Markus Johansson
Markus Johansson

Reputation: 3773

Angularjs filter only first level properties

I have javascript object which look like this:

{ name: 'Barney', color: 'blue', parent: {name: 'Henry'} }

When I use $filter('filter')('Henry') on an array which includes the object above, I don't want it to be included as a result. I only want to filter out things matching on the first level, in this case the 'name' and 'color' properties.

Is it possible?

Upvotes: 1

Views: 485

Answers (2)

JDWardle
JDWardle

Reputation: 923

You'd want to create a custom filter since the default filter provided by Angular appears to do a deep comparison.

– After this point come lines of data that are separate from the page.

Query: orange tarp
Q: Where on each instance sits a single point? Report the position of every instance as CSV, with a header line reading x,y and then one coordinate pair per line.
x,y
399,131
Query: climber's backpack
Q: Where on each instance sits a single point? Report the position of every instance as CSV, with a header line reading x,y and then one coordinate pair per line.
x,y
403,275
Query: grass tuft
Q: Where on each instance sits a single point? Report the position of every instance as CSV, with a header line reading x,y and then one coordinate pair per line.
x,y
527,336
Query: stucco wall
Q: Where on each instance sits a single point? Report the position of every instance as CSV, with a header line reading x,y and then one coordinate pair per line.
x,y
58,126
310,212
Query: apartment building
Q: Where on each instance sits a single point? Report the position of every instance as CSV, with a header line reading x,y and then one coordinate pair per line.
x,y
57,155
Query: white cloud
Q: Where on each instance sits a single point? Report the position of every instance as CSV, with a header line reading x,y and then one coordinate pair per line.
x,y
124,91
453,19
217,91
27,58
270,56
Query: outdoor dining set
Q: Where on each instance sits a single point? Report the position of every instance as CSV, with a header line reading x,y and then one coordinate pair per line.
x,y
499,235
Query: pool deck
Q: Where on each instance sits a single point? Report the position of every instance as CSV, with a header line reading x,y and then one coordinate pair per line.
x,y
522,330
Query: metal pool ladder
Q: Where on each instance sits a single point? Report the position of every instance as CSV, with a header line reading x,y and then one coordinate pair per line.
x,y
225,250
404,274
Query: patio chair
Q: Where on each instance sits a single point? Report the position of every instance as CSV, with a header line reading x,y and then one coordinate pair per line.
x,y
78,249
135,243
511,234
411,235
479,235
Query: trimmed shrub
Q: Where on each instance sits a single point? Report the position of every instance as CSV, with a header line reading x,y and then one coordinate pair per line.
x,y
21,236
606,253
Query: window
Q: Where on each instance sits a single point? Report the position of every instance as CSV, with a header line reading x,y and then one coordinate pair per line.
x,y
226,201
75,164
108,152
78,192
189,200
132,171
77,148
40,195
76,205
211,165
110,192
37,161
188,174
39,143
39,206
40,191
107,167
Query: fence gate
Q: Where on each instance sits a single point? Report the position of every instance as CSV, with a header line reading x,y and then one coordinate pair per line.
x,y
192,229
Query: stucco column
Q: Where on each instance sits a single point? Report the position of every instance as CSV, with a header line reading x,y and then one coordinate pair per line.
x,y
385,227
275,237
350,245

Here's an example I came up with real quick, you may want to change the filter to suit your needs:

// Looks like a nice little tree :)
app.filter('shallowFilter', function () {
    return function (items, value) {
        if (!angular.isDefined(value) || value === '') {
            return items;
        }

        return items.filter(function (item) {
            for (var prop in item) {
                if (item.hasOwnProperty(prop)) {
                    var propVal = item[prop],
                        propLower,
                        valLower;

                    // Skip values that are not a string..
                    if (typeof propVal !== 'string') {
                        continue;
                    }

                    propLower = propVal.toLowerCase();
                    valLower = value.toLowerCase();

                    if (propLower.indexOf(valLower) !== -1) {
                        return true;
                    }
                }
            }
        });
    };
});

Here's a plunker demonstrating how it works.

Edit:

This will only loop over the "low level" properties of an object (shallow search), which is what I assume you want.

Upvotes: 2

William Lepinski
William Lepinski

Reputation: 917

Use the object notation:

From documentation: Object: A pattern object can be used to filter specific properties on objects contained by array. For example {name:"M", phone:"1"} predicate will return an array of items which have property name containing "M" and property phone containing "1". A special property name $ can be used (as in {$:"text"}) to accept a match against any property of the object. That's equivalent to the simple substring match with a string as described above. The predicate can be negated by prefixing the string with !. For Example {name: "!M"} predicate will return an array of items which have property name not containing "M".